Kahrol da dinle, yıkıl da, beter ol
da.
Canın cehenneme de dinle beni,
gitler de...
- Ama neden? Ben ölürüm gitmenden.
Ağrı içinde kalmandan, sancılanmandan, hüzünlenmenden...
- Sen susarsan bana; güneşim doğmaz
olur, kuşlarım ötmez, çiçeklerim açmaz...
Sularım
akmaz olur, aklım basmaz, kalbim sevmez... İşte buna hakkın yok. Şahadet
parmağımı göğe doğru tutup sesleniyorum sana: "Allah şahit olsun! Seni
sevmeden geçen bir saniyem bile yok. Seni düşünmeden ilerleyen bir saatim yok.
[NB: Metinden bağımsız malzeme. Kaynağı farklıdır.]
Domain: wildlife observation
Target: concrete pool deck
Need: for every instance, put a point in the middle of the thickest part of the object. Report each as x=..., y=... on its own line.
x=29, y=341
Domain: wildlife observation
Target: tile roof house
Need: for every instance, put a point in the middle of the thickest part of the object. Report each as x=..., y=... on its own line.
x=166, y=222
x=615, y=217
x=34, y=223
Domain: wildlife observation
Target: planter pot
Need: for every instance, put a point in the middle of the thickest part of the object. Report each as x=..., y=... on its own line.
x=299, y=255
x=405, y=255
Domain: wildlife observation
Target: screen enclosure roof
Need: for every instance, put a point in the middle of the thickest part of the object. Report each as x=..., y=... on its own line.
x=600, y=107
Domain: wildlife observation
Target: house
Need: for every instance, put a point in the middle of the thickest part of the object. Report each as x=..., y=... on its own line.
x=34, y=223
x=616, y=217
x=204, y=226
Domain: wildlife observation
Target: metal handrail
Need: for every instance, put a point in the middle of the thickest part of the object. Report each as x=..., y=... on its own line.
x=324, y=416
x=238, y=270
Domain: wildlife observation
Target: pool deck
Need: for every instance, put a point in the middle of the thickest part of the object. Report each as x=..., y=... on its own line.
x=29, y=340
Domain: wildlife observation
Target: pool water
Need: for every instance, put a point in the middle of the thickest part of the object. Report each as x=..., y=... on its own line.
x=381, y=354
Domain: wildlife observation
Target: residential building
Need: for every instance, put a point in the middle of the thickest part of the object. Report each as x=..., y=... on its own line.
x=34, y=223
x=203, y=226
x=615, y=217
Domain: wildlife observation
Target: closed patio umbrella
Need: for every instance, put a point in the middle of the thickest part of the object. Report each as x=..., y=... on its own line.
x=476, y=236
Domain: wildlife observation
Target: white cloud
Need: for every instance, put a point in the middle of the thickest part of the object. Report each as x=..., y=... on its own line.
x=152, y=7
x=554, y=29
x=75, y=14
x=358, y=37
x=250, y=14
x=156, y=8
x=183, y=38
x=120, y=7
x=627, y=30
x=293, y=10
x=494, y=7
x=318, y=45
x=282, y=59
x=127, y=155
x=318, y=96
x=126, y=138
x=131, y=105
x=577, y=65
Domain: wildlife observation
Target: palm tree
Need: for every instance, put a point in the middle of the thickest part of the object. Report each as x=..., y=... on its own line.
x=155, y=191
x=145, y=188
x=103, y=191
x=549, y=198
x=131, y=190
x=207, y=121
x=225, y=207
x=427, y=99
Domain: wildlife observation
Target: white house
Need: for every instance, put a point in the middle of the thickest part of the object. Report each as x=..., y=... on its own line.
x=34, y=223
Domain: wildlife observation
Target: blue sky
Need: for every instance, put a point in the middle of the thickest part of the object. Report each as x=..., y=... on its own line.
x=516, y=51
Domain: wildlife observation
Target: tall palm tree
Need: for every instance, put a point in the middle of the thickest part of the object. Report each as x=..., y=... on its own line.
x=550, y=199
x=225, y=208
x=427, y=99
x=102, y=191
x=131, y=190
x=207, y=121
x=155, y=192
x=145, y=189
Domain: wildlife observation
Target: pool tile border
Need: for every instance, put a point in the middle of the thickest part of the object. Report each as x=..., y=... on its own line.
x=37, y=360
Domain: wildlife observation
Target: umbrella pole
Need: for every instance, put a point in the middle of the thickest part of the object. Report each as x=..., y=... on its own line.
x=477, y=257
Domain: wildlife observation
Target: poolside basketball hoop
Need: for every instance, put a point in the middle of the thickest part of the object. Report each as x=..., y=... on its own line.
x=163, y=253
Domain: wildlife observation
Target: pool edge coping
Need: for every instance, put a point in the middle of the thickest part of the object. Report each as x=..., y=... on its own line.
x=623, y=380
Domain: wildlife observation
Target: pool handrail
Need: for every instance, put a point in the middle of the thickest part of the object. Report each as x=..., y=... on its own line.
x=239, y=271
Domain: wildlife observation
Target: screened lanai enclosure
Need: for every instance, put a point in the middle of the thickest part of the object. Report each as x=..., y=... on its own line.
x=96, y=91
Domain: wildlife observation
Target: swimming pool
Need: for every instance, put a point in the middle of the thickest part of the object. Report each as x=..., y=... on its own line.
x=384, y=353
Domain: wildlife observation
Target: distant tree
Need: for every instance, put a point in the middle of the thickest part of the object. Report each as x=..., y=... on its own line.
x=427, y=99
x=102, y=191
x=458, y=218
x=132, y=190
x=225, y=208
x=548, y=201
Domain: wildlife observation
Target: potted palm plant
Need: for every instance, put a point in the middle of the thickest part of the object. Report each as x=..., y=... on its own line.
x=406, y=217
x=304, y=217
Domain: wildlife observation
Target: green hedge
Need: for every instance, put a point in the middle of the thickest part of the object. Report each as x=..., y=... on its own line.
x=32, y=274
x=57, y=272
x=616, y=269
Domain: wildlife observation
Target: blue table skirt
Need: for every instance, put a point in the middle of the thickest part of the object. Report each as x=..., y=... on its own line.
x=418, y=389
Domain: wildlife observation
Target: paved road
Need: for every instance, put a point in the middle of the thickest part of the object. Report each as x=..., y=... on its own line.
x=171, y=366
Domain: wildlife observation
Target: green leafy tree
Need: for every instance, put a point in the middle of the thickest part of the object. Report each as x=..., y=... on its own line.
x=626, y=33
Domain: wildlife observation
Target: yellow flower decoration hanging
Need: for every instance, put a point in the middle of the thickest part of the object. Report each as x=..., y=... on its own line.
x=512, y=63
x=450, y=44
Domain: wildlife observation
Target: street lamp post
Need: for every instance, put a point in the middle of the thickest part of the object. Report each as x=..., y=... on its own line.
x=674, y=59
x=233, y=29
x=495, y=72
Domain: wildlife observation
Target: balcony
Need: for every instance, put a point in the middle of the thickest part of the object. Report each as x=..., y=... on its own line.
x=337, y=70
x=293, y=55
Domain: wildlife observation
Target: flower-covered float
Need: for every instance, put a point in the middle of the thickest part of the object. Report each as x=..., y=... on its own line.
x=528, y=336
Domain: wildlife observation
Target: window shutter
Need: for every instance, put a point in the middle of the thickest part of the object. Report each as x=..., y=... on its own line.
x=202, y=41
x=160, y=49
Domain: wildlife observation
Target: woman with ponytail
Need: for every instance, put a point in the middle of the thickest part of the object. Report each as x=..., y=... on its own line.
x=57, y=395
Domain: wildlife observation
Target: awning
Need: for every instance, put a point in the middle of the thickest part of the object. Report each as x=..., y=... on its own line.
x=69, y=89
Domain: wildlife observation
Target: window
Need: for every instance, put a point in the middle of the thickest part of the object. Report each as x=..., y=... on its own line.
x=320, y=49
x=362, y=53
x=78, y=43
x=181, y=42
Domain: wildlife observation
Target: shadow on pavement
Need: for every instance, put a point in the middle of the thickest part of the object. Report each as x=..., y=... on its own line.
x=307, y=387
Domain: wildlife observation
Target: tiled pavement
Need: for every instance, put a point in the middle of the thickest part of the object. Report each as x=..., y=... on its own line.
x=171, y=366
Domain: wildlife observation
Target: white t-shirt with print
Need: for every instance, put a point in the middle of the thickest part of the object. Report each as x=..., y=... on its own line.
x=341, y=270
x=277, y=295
Seni hissetmeden çarpan bir kalbim yok."
- Nasıl bir kalp taşıyorsun sen? Bu
kalbin muhatabı olmak da her güzelin işi değildir. Rabbim sevdiği kulunu dert
ile imtihan edermiş. Senin bu dev dalgalara benzeyen hislerin vurduğu vakit
kalp sahilime, kendimi nasıl koruyacağımı düşünüyorsun? Bendeki her şeyi silip süpürüyorsun. Ben
namına bir şey kalmıyor ki bende!
- Hissettiğimi yazıyor ve söylüyorum
sana. Yalan yok, dolambaçlı sözler ve çetrefilli ifadeler yok, girift anlamlar
da. Gayet netim. Kalkıp da "Ne ettim?" diye sormam kendime asla.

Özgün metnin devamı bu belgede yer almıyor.